Water on all sides: reflections on Bangladesh

10th July 2015
Edoardo Borgomeo, a DPhil Researcher at Oxford University, recently returned from a REACH diagnostic field visit to Bangladesh, June 2015.

Bangladesh is for a water scientist what London is for a banker or Hawaii for a surfer. Bangladesh is the land of rivers. Water is on all sides. All sorts of water-related issues, from coastal floods to arsenic contaminated groundwater, can be seen somewhere in Bangladesh.

Some people call Bangladesh a water civilization because successful water management has been crucial for the establishment of civilization in this low-lying delta. It is certainly not a coincidence that Bangladesh’s ruling party, the Awami League, has a boat as its election symbol. The Bangladesh Water Development Board, the government’s agency for managing water resources has the largest budget among government planning agencies. Water is embedded in Bangladesh life and politics.

Visiting the coastal areas of Bangladesh, close to the world renowned mangrove forests of the Sundarbans, I immediately noticed the multi-dimensional aspects of the water challenges faced by many communities in Bangladesh. Water risks stem from living in a tidal floodplain facing one of the most cyclone-generating oceans of the world or from cultivating rice in areas which are periodically inundated by saline waters. As a water scientist, my mind started racing to think about possible solutions to prevent flooding or provide reliable drinking water supply.

Some of the solutions that have been proposed to tackle coastal flooding come from The Netherlands, another country where water is considered an existential threat to the nation, so much that the Dutch ‘do not fight wars, they fight water’. The Dutch way of living in a low-lying delta relies on the polders – a system of embankments, drainage systems and pumps used to keep the water out of low-lying areas to make them suitable for cultivation and human activities.

The majority of Bangladesh’s coastal communities now live inside polders which were designed in the 1960s, following the Dutch paradigm to coastal flood risk management. This polder system was designed to protect from regular tidal flooding and it is not coping well with the increasingly severe cyclones that hit south-west Bangladesh.

The Government of Bangladesh is currently engaged in a major initiative to rehabilitate some of the polders, yet questions remain on how to integrate these structural engineering measures with other measures to improve the adaptability of coastal communities. To make the polder system ‘work’, we may need to stop reacting to water challenges, such as coastal flooding, as isolated issues. We need to avoid the temptation, which grabbed me several times during the trip, to focus on solutions to specific problems and move towards a system view, which seeks to understand how each part (e.g. groundwater supply, salinisation, water logging) occurs and causes harm in relation to the whole.
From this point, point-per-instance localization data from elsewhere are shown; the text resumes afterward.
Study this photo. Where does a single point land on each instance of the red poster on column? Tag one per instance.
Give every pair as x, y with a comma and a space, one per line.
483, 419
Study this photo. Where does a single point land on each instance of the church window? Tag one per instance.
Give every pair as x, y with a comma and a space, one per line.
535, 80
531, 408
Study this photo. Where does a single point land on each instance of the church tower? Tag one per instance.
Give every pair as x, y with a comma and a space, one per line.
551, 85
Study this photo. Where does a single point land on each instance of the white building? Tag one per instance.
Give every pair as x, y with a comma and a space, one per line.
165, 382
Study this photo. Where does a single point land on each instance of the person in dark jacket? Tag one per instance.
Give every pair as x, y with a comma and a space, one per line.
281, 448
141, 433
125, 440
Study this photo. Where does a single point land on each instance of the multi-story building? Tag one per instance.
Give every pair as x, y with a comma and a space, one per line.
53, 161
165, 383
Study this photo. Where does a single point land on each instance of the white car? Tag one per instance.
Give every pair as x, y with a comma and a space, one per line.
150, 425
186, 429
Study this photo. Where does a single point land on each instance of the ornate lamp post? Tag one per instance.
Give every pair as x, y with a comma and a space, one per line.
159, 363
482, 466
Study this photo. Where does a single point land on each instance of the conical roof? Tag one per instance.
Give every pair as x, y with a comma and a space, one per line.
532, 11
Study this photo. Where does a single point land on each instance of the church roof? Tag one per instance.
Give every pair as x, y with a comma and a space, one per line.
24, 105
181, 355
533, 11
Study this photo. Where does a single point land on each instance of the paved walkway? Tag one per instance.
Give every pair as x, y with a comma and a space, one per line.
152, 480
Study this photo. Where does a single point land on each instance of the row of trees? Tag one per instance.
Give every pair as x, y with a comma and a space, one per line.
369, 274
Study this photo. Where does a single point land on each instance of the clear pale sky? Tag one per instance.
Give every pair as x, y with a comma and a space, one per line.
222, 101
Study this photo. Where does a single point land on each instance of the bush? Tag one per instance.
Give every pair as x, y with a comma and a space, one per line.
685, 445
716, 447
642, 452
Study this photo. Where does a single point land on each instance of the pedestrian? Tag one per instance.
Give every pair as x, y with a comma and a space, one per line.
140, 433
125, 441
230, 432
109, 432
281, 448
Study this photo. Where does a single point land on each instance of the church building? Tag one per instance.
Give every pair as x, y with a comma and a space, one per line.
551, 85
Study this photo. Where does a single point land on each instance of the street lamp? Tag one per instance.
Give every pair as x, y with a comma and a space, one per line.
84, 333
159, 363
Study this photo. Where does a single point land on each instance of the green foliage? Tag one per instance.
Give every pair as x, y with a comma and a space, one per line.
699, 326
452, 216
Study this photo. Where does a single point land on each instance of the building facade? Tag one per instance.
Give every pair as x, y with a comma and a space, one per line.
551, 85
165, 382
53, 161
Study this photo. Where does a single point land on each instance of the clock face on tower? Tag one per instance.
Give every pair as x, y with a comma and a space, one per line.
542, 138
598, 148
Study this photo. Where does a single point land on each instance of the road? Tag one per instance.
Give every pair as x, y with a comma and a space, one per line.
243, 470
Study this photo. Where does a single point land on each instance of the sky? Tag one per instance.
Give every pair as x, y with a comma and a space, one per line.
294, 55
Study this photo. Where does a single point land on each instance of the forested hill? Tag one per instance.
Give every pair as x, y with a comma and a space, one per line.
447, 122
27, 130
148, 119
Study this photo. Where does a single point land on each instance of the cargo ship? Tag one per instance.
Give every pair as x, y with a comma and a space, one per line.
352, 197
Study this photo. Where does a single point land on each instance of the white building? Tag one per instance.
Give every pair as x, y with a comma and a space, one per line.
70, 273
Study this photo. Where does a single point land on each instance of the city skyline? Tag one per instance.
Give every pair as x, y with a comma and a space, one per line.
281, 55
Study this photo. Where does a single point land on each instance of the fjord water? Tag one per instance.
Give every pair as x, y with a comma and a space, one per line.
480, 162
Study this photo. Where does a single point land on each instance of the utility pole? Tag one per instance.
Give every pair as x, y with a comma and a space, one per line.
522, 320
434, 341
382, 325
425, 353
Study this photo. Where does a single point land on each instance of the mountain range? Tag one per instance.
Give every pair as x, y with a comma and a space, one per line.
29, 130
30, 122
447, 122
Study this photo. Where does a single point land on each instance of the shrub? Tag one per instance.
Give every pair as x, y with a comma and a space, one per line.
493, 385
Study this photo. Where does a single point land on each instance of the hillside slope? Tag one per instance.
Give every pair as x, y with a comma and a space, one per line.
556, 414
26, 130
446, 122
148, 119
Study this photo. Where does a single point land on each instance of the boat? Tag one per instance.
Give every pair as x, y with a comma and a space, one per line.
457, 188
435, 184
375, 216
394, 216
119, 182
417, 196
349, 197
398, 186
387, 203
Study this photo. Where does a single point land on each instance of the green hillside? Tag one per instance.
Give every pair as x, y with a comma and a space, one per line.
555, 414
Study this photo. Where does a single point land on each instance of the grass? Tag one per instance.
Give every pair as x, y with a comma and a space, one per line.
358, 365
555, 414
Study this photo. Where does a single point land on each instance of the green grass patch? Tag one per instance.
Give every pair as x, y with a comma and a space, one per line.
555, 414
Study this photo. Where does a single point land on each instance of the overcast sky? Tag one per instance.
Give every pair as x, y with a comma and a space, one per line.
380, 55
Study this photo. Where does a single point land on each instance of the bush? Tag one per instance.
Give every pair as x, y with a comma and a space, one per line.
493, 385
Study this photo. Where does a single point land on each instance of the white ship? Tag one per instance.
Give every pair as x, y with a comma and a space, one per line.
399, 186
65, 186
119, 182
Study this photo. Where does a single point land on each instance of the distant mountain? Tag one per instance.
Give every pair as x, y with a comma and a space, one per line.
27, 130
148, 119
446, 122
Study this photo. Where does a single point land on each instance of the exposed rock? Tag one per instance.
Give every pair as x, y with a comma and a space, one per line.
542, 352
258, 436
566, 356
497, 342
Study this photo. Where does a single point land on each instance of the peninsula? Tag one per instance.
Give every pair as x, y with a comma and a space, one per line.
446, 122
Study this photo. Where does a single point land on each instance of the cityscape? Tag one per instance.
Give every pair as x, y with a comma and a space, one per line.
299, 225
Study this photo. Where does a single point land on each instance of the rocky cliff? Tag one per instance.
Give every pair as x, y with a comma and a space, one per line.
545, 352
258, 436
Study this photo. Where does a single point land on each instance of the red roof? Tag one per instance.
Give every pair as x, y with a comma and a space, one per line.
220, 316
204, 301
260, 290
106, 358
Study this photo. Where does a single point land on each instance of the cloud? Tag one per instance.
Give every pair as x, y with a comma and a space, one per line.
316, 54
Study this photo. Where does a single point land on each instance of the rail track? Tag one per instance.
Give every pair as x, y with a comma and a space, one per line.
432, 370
The tough living conditions in coastal areas have led many poor people into the already congested capital, Dhaka. Many of these people leave rural areas to seek work in the garment industry. Bangladesh is the second largest producer of garments in the world. The garment industry mainly employs women and although the boom of this industry has given employment to many people, it has also had led to many problems including labour exploitation and death of workers.
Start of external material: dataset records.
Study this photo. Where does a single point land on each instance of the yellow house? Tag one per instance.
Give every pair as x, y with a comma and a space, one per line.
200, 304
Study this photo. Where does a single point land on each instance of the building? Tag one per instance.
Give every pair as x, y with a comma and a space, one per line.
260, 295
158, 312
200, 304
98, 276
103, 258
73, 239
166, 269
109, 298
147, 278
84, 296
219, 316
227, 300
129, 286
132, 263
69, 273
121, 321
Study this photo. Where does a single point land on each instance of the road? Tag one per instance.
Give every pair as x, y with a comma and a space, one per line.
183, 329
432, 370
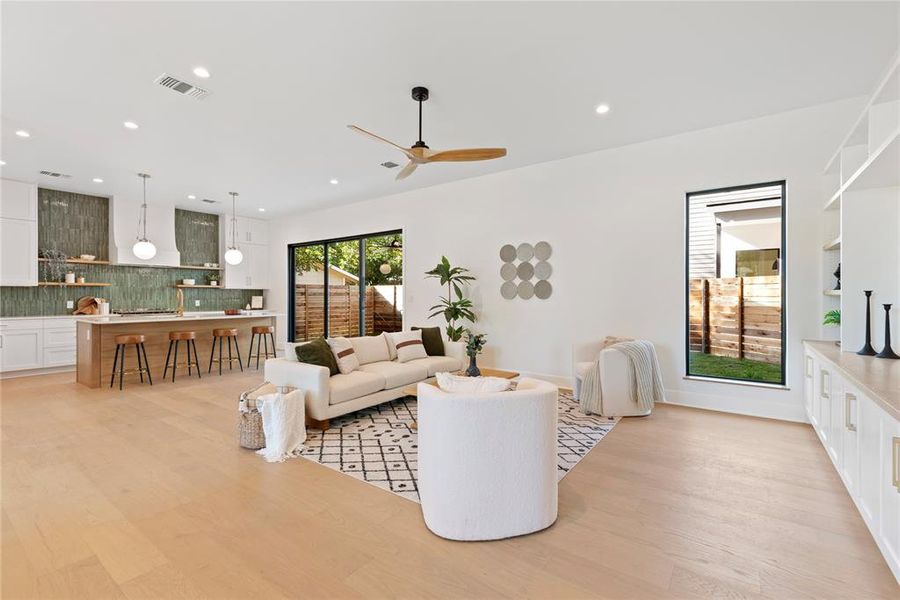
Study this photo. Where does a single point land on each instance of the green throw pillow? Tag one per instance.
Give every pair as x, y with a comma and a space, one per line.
432, 340
317, 352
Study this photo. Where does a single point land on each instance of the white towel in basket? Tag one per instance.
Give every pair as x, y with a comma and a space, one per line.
284, 423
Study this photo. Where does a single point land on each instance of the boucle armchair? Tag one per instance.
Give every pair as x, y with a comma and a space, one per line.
488, 462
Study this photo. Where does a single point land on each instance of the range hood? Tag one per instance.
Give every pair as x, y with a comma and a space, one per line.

In Dhaka we spoke to the garment manufacturer association, who recognised the importance of water to their trade, though they admitted being unaware of how much water they consume and how much they contribute to polluting surface waters and to groundwater depletion in Dhaka. Again I found myself wondering if systems thinking would make the Bangladeshi garment industry improve its water footprint.

The Bangla language distinguishes between the normal beneficial floods of the rainy season, which are termed barsha, and harmful floods of abnormal depth and timing, which are termed bonna. This separation between good waters and bad waters shows how the opportunities and threats linked to water are deeply engrained in Bangladesh’s culture and have carved this country’s history and development.

The task ahead for the REACH programme is to harness opportunities for water to contribute towards poverty reduction and sustainable economic growth, while reducing water risks that threaten lives and livelihoods.